On August 24, Millennium informed the trial court that the $68.1 million shortage had been collected. It requested that the trial court conduct a hearing to release the restrictions on accounts. *fn9 On September 12, the supreme court denied appellants' motions for direct appeal and appellants' motions to stay. However, pursuant to a supervisory order, the supreme court directed us to consider this appeal on an expedited basis.

On October 29, 2001, we entered a brief stay to November 19, 2001 and subsequently extended that stay to November 29, 2001.

ANALYSIS

Two general briefs were filed: one by the O'Brien group of account holders and a second by the Bommer group of account holders. *fn10 Three special briefs were filed addressing specific types of accounts: one by the Abbott group, one by the Agabedis group, and one by Norman and Shirley Bard, pro se.

Each will be addressed and considered.

I. Jurisdiction and Due Process

The Bommer appellants contend that the trial court lacked jurisdiction to allocate the shortage. They apparently attack both subject matter and personal jurisdiction, although their arguments are amorphous in their organization and characterization of the specific jurisdictional issues which they apparently sought to raise. They generally contend that the issue of allocation is not properly before the trial court because the Act gives the court no authority or power to allocate. According to appellants, other traditional proceedings had to be undertaken, in particular, procedures under the Code of Civil Procedure (735 ILCS 5/1-101 et seq. (West 1998)), that were not taken. Specifically, appellants contend that the receiver was required to file a complaint against each of the 17,000 account holders and serve summons upon them. In a related argument, appellants argue that they were not afforded due process guarantees because the notice and opportunity to be heard were insufficient. Again, appellants argue that due process requires a complaint and summons against them individually as well as additional hearings. We disagree with appellants that the circuit court lacked either subject matter jurisdiction or personal jurisdiction and further disagree that they were not provided with constitutional due process.

A. Subject Matter Jurisdiction

The crux of appellants' argument appears to be that, other than the fact the Act does not authorize allocation, the attempt to intrude into their individual accounts is an intrusion into their individual property rights and, therefore, for the circuit court to have jurisdiction over their accounts, a complaint must be filed against each account holder individually.

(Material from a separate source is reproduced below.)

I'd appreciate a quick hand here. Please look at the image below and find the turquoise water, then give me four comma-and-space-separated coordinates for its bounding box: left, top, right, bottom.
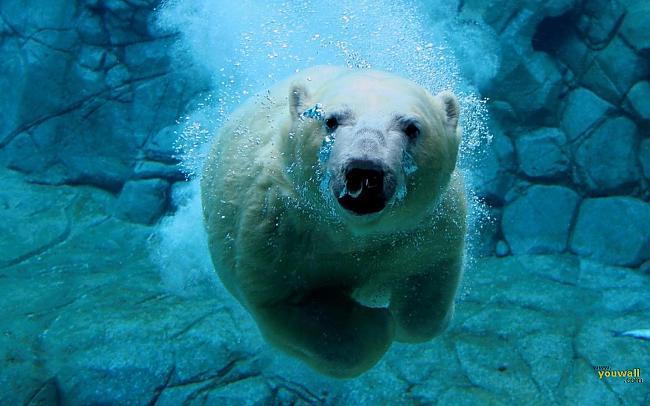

Subject matter jurisdiction is the power of the court to decide a class of cases to which the case in question belongs. 3 R. Michael, Illinois Practice §2.1, at 10 (1989); In re Estate of Gebis, 186 Ill. 2d 188, 192, 710 N.E.2d 385 (1999). The determination is made based on the nature of the case and the relief sought. 3 R. Michael, Illinois Practice §2.1, at 10 (1989); Gebis, 186 Ill. 2d at 192. Illinois circuit courts are courts of general jurisdiction and have jurisdiction over all justiciable controversies except for three situations not relevant here. 3 R. Michael, Illinois Practice §2.1, at 11 (1989); Ill. Const. 1970, art VI, §9. With respect to any particular case, subject matter jurisdiction is the power of the court to hear and determine the controversy presented to it. City of Chicago v. Chicago Board of Education, 277 Ill. App. 3d 250, 261, 660 N.E.2d 74 (1995). "The pleadings of the parties frame the issues in controversy and circumscribe the relief that the court is empowered to order." City of Chicago, 277 Ill. App. 3d at 261.

First, we find that the complaint filed by the Commissioner brought the issue of allocation before the trial court. The complaint for dissolution of Intrust alleged that Intrust did not have control over a significant amount of assets deposited with other entities for the benefit of the beneficiaries and that Intrust did not have sufficient capital to replace those beneficial assets and, therefore, was unable to return such assets. The Commissioner sought the following relief: (1) invocation of the trial court's jurisdiction pursuant to section 6-9 of the Act to adjudicate the validity of claims against Intrust; (2) invocation of jurisdiction pursuant to sections 6-4 and 6-11 of the Act to consider and adjudicate petitions for aid, relief, or authority; and (3) such other relief as was just and equitable.

Although the Commissioner did not specifically mention the term "allocation of cash shortage" or seek specific authority to allocate such shortage, we find his complaint brought the deficiency, i.e., the cash shortage, forth as an issue in controversy. The complaint explicitly stated that Intrust had insufficient money to return the fiduciary assets to their respective beneficiaries. As such, the court would be required to determine how to deal with the deficiency and, ultimately, if Intrust had been dissolved, how to equitably distribute the money remaining at Intrust, e.g., allocation of the shortage. Such determination would fall under the relief sought by the Commissioner either in the form of a petition for relief or as "such other relief as is just and equitable." Such a determination would necessitate the exercise of the court's power over the individual fiduciary accounts to facilitate the relief requested.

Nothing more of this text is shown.